What you need to do is create a new table with the new partitioning scheme and load the data into it from the old table:
CREATE TABLE NEWPARTITIONING ( COLUMNS ... ) PARTITON ON ( MONTHS INT, DAY INT ) as SELECT * from tablewitholdpartitioning.
Loading a large number of partitions at a time can result in bad loading patterns so be careful and follow the guidelines in my doc:
Is it good if i put one extra column on the partitioned on clause like PARTITON ON ( MONTHS INT, DAY INT , LOADBALANCER INT). Loadbalancer column in the source database, which is SQL Server, will have value 1 for the normal load. If source table has more data load then Loadbalancer column will have more values like 1,2,... We can create a stored procedure in sql server will update the OLTP Loadbalancer column values in case we fell that we need to further partition data beyond month & day.
How it will be in long run instead of drop the existing dataset & recreating it ?
How long will a reload take? Depends on your load settings ( how many reducers see ppt ) and the data volume. As I said loading a large partitioned table is a bit tricky:
Regarding the partitioning scheme: You can do month, day or just day. Depends on which columns you want to filter on. ( having just day is a bit easier for rollin, rollout but multi-level partitioning is also possible )
Loadbalancer idea in a sec
We are now loading our existing historical data into hive. Major fact tables have around 2 million or more rows. Loading 1.7 million rows took 3 hours in virtual box having 6 cores ,24 GB ram & 128GB disk.
I got your point. load balancer column should be some dimension column which is mostly used in the filtering.
I do not understand the LOADBALANCER idea. Partitions only help you if you can filter based on the partition. But you will never run a query SELECT * FROM TABLE WHERE LOADBALANCER = 1 right? Then Hive needs to read all folders anyway which will actually result in worse performance in the HiveServer ( lots of partitions result in overhead in the split generation ). The day partitioning only helps you if you have queries like SELECT * FROM TABLE WHERE DAY = 3;
I got your point. Loadbalancer idea is not making sense. I was just thinking to break the data into small datasets so that query just check smaller dataset to prepare the output dataset. I am moving data from hive table (staging & unpartitioned) to another table (production & partitioned). Staging table has 1.7 million rows but query is failing with error Error : Java heap space . do i need to increase the memory allocated to JVM ? Staging tables might have 5 million & more rows so what should be the most likely value of the memory allocated to the JVM??
Look at the presentation for settings to increase your task RAM. OOM can occur for example in ORC creation. But normally they only occur if a task needs to write to too many partitions at a time therefore using one of the redistribution mechanisms in the ppt is helpful. How do you load them? Sqoop directly? Is your target table ORC? Are you loading one partition (day, month) at a time or a full time range?
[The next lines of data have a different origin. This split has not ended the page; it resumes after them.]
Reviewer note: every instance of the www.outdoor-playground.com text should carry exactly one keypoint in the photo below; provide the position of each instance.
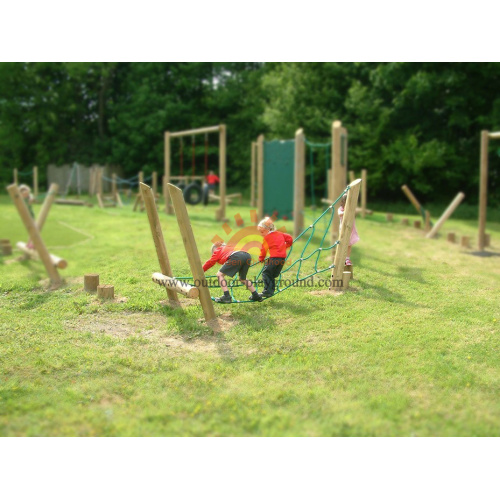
(283, 283)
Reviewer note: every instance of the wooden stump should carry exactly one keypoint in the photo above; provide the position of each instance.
(106, 291)
(91, 282)
(6, 248)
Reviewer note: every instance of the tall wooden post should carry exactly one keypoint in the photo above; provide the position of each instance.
(299, 182)
(221, 213)
(154, 224)
(345, 233)
(166, 176)
(260, 176)
(34, 234)
(363, 193)
(49, 199)
(339, 168)
(253, 172)
(192, 252)
(446, 215)
(35, 181)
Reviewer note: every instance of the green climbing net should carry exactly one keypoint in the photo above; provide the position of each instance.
(294, 269)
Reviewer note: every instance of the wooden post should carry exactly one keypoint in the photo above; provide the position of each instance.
(260, 177)
(91, 282)
(47, 203)
(345, 232)
(221, 213)
(35, 181)
(192, 252)
(106, 292)
(427, 220)
(363, 192)
(191, 292)
(253, 172)
(446, 215)
(34, 234)
(339, 169)
(156, 232)
(299, 183)
(413, 200)
(166, 176)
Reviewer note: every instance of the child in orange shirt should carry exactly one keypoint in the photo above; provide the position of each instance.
(277, 244)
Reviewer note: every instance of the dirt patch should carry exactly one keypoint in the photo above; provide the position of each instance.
(150, 326)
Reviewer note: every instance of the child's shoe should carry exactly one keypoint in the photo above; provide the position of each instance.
(223, 300)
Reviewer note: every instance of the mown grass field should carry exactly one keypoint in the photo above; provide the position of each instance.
(411, 350)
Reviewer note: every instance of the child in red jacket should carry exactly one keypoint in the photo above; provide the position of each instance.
(233, 262)
(277, 244)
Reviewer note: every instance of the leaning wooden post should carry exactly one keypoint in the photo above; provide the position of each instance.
(253, 171)
(345, 233)
(260, 176)
(446, 215)
(363, 193)
(186, 230)
(44, 212)
(299, 183)
(221, 213)
(154, 224)
(413, 200)
(35, 181)
(34, 234)
(169, 209)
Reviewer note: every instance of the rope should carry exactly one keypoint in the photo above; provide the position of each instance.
(329, 214)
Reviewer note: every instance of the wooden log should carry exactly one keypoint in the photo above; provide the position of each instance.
(34, 234)
(58, 262)
(299, 182)
(446, 215)
(6, 248)
(192, 251)
(106, 291)
(156, 232)
(189, 291)
(346, 230)
(90, 282)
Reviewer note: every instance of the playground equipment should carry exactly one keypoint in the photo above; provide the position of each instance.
(483, 185)
(34, 174)
(192, 185)
(199, 288)
(278, 176)
(51, 262)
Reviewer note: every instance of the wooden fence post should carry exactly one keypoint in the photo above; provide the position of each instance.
(200, 281)
(154, 224)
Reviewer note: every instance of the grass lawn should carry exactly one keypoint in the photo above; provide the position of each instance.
(412, 349)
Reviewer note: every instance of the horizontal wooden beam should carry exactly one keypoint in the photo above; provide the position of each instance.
(204, 130)
(176, 285)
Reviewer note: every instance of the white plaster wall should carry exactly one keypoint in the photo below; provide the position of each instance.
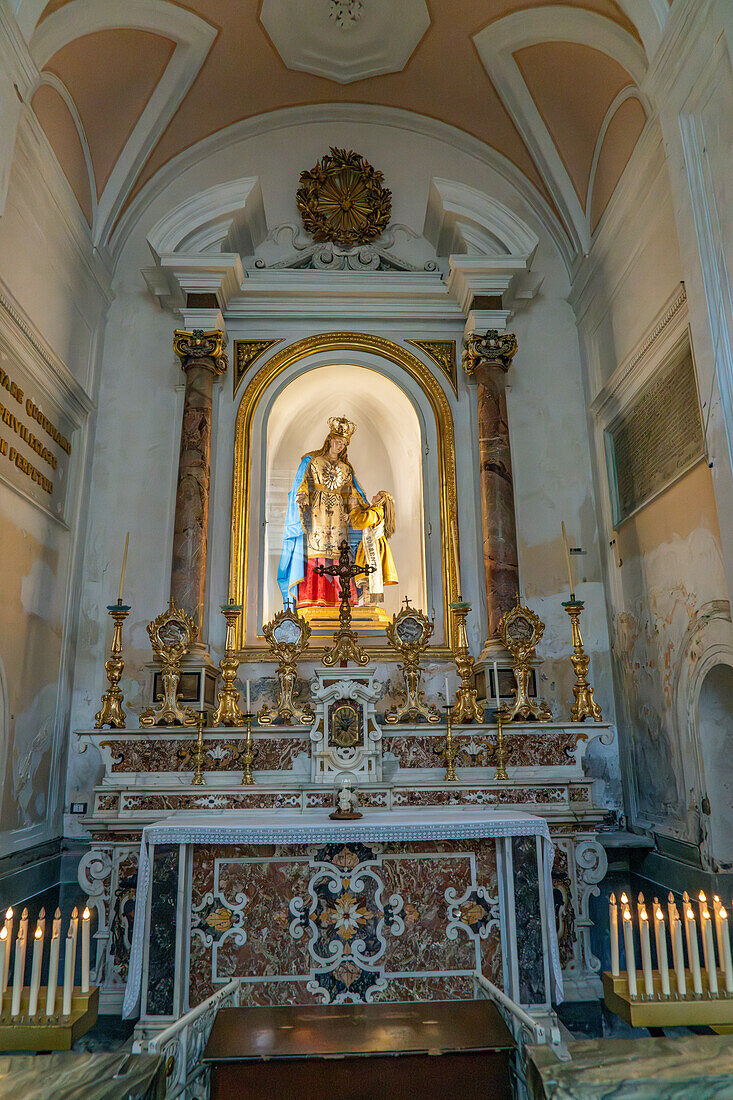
(135, 457)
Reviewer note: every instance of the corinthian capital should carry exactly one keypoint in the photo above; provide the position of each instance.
(494, 349)
(193, 347)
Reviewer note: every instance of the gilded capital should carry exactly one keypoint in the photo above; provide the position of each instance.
(195, 345)
(493, 349)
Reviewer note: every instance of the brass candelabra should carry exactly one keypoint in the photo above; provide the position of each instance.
(198, 755)
(584, 705)
(228, 712)
(248, 755)
(111, 712)
(467, 707)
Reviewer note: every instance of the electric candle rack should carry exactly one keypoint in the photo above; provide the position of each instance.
(688, 986)
(51, 1016)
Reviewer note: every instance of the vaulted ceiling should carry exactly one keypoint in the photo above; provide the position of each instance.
(551, 86)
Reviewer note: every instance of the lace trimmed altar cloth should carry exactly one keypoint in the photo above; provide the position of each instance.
(287, 827)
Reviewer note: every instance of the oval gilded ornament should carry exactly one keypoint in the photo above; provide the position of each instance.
(342, 199)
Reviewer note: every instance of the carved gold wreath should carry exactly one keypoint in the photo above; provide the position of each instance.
(342, 199)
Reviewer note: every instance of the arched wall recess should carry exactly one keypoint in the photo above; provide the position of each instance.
(315, 348)
(194, 37)
(496, 45)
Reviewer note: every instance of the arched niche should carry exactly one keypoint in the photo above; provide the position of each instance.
(365, 374)
(714, 723)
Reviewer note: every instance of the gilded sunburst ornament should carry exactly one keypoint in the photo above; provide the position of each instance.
(342, 199)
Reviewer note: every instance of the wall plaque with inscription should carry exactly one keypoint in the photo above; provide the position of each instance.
(35, 439)
(659, 437)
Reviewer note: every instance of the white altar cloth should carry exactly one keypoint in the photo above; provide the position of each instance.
(317, 827)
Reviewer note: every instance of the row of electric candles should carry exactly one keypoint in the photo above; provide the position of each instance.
(720, 916)
(52, 983)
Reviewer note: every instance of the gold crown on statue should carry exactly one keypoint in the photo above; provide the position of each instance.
(341, 427)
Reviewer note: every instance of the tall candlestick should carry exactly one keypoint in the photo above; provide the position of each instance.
(68, 976)
(660, 938)
(9, 936)
(53, 966)
(709, 953)
(692, 947)
(613, 922)
(35, 971)
(86, 924)
(728, 966)
(124, 564)
(567, 558)
(631, 961)
(678, 955)
(18, 976)
(3, 958)
(646, 950)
As explained in the PPT dynamically loading into dozens of partitions easily leads into OOM exceptions. Redistribute your data to increase load performance and avoid OOM.
1. Can you tell me the url of the presentation so that i can increase the RAM ?
2. I have import data from sql server to hive table without specifying the any file format and data import successfully into hive table. Now i am trying to copy data from hive table to another table which as parquet format defined at table creation. I am trying to copy into all the partitions which are possible based on the combination of the three columns.
I have used insert into table t1 partition (c1,c2,c3) select * from t2. Coping from one table to another (Parquet).